Politically, what has impressed me quite a bit is, with so many of the rockets hitting different towns and different cities like Ashdod and Ashkelon, you’ve had several mayors who’ve been on the front lines and on the firing lines, and some of them have emerged in these last several weeks as extremely competent; as people who have responded to the needs and complaints of citizens that, for example, the public shelters weren’t adequately prepared, etc. I think there is the potential here for a new generation of political leaders who know how to get things done; who seem responsive to the needs of the citizens. Those are the kinds of people who may emerge in the next few years to challenge what will be an older leadership.

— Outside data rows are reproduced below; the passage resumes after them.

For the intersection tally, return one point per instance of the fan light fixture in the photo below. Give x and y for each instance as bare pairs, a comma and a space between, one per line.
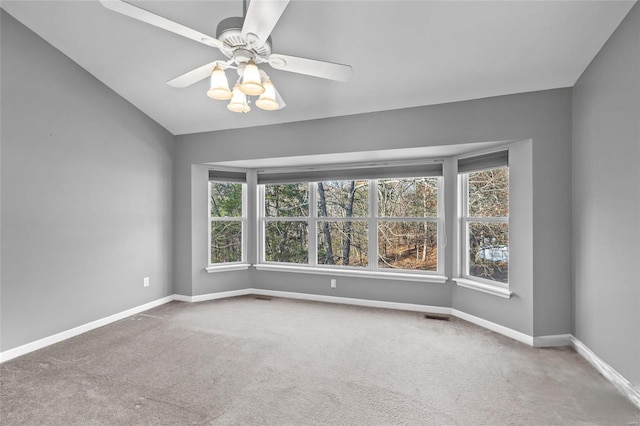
219, 85
252, 82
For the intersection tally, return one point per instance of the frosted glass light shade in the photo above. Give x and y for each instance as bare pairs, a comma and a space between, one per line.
219, 85
251, 80
238, 101
267, 100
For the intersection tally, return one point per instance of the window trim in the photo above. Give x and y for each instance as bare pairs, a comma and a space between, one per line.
372, 220
242, 263
465, 279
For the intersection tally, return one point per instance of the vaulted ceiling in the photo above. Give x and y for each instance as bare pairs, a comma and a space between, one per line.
403, 53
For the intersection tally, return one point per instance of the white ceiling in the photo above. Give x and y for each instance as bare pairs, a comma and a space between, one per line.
403, 53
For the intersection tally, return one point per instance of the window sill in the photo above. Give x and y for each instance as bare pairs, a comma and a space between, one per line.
354, 273
485, 288
226, 268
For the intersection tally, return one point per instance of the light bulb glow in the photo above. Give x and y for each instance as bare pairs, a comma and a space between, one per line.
238, 101
267, 100
251, 80
219, 85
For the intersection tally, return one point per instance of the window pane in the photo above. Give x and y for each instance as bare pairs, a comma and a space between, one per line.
489, 193
408, 245
226, 199
226, 241
347, 198
286, 200
410, 197
489, 251
343, 243
286, 241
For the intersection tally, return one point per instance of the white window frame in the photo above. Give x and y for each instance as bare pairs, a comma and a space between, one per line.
372, 269
466, 280
228, 266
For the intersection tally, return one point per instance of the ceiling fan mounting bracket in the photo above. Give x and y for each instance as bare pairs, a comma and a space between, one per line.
229, 32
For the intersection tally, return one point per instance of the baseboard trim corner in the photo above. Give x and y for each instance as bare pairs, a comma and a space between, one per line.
67, 334
500, 329
553, 340
618, 380
353, 301
212, 296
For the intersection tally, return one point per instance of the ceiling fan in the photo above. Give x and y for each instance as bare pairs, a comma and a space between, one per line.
247, 43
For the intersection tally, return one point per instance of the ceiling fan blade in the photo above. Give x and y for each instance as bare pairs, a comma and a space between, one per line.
312, 67
262, 16
160, 22
193, 76
279, 99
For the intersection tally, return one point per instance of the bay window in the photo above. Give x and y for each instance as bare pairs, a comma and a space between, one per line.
227, 218
376, 219
485, 218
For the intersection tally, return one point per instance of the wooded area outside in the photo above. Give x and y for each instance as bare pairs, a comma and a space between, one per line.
407, 228
488, 198
225, 203
406, 218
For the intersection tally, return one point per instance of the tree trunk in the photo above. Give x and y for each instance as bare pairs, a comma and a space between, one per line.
346, 246
325, 225
426, 226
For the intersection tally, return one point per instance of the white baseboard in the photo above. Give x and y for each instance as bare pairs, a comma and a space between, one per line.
553, 340
505, 331
352, 301
619, 381
64, 335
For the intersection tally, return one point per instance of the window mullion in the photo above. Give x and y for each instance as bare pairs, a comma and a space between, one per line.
373, 224
313, 225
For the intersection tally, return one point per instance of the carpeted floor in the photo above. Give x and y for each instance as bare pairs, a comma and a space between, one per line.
285, 362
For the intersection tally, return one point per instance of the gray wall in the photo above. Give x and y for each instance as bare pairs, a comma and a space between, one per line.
543, 117
606, 201
86, 195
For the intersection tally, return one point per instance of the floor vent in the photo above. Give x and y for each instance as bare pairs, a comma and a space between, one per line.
438, 317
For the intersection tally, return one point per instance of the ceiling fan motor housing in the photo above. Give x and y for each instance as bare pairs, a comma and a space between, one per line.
229, 32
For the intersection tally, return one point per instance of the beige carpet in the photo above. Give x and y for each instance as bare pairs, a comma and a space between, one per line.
247, 361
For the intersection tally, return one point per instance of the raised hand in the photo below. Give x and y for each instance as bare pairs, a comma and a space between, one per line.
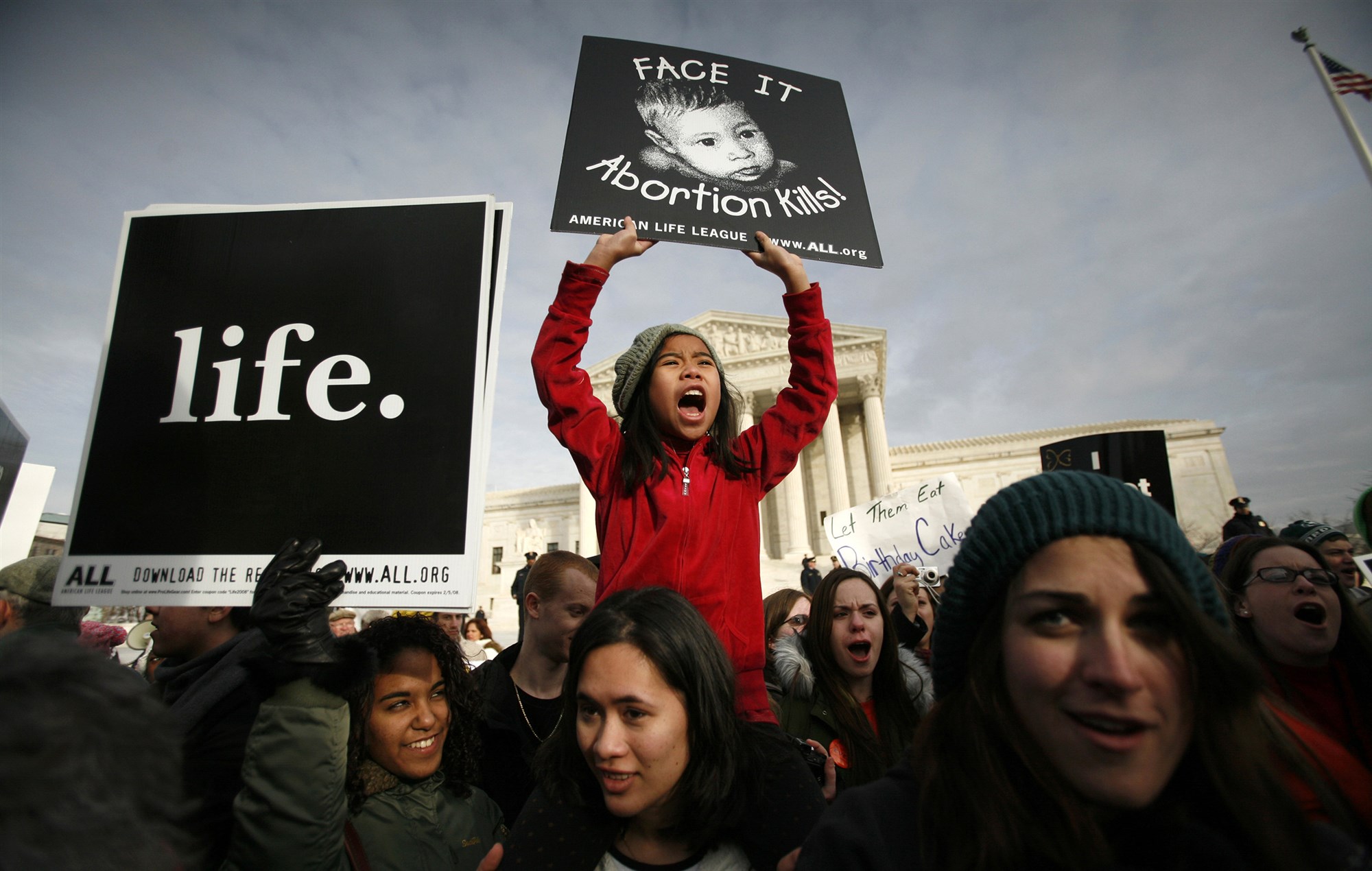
615, 248
493, 859
292, 603
781, 263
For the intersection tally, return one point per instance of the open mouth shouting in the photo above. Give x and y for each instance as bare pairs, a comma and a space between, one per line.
684, 392
692, 404
861, 652
1312, 614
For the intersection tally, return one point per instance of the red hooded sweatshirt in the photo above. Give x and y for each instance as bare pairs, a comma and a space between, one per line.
702, 541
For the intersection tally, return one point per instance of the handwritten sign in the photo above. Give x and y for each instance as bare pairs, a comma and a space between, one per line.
923, 525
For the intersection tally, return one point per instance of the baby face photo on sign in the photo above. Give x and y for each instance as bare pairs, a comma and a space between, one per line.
700, 132
709, 150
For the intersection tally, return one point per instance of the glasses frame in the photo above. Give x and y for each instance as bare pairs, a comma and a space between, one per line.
1321, 578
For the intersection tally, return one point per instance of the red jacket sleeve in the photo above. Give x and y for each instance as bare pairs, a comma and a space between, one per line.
776, 442
576, 416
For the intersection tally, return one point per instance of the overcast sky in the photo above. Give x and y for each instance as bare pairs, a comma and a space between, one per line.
1089, 212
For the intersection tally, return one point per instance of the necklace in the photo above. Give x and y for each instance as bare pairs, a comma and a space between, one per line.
519, 699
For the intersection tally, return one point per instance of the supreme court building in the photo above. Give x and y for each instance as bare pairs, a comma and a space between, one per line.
849, 464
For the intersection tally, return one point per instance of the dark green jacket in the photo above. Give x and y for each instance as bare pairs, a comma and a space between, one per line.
293, 806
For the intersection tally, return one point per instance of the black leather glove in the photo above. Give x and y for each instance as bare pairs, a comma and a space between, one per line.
292, 603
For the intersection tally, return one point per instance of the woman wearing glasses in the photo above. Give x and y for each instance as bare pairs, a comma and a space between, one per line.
1316, 649
785, 614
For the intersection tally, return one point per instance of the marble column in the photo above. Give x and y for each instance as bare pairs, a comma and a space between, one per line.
879, 455
587, 522
746, 420
798, 526
836, 470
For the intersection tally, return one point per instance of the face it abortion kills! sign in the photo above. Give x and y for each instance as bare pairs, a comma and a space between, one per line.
706, 149
923, 525
292, 371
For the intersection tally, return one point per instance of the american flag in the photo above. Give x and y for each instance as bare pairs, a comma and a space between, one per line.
1347, 80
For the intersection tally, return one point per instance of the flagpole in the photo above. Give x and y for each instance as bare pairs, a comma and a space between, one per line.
1360, 146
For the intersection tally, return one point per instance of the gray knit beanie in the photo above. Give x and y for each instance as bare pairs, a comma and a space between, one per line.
32, 578
1030, 515
630, 366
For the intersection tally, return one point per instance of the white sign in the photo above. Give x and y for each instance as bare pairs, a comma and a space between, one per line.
1366, 566
923, 525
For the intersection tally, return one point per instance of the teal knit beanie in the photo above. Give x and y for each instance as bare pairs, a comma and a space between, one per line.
1030, 515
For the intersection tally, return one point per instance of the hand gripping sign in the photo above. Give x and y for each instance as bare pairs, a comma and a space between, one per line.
292, 371
923, 525
706, 149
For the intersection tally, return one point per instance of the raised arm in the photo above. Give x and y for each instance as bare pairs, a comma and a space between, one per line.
781, 263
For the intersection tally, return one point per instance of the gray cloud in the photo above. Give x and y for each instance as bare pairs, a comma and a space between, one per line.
1089, 213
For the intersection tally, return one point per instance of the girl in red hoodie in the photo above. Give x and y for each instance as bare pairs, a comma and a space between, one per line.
676, 490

Q: In the early days of this conflict, when Hamas was bombarding Israel with rockets, there were also several rockets launched from Lebanon. Can we assume that was Hezbollah? And, if so, was this in any way a coordinated effort between the two groups?
A: In fact, even though Hezbollah is a Shiia and Hamas is a Sunni, Hezbollah has provided technical and military training to Hamas. The Iranians also have helped to design those tunnels; and have provided some of the engineering expertise to improve their rockets. So, there are connections and, in fact, when Hamas joined the unity government it consulted with Hezbollah leaders about how to protect its weapons and how to have a resistance movement that doesn’t have responsibility for governance but can shape policies from outside the government through intimidation; because it has control over the means of violence. So in many ways, Hezbollah is a model for Hamas.
But Hezbollah is bogged down in Syria, so it can’t join in this war against Israel right now. But it’s watching this war and whatever happens between Israel and Hamas is going to affect Lebanon War number three. Now, Hezbollah has rockets that are much more accurate; they have payloads that are much more lethal and that are much more damaging. You’re going to have massive destruction from rockets. The only way to minimize that is to carpet bomb a country, and that’s what Israel might have to do to Lebanon should it start firing rockets at Israel.
There were some rockets that were fired, perhaps by Hezbollah affiliates. But, whenever there was a rocket fired from the north, I believe Hezbollah made it clear to Israel that it didn’t fire that rocket.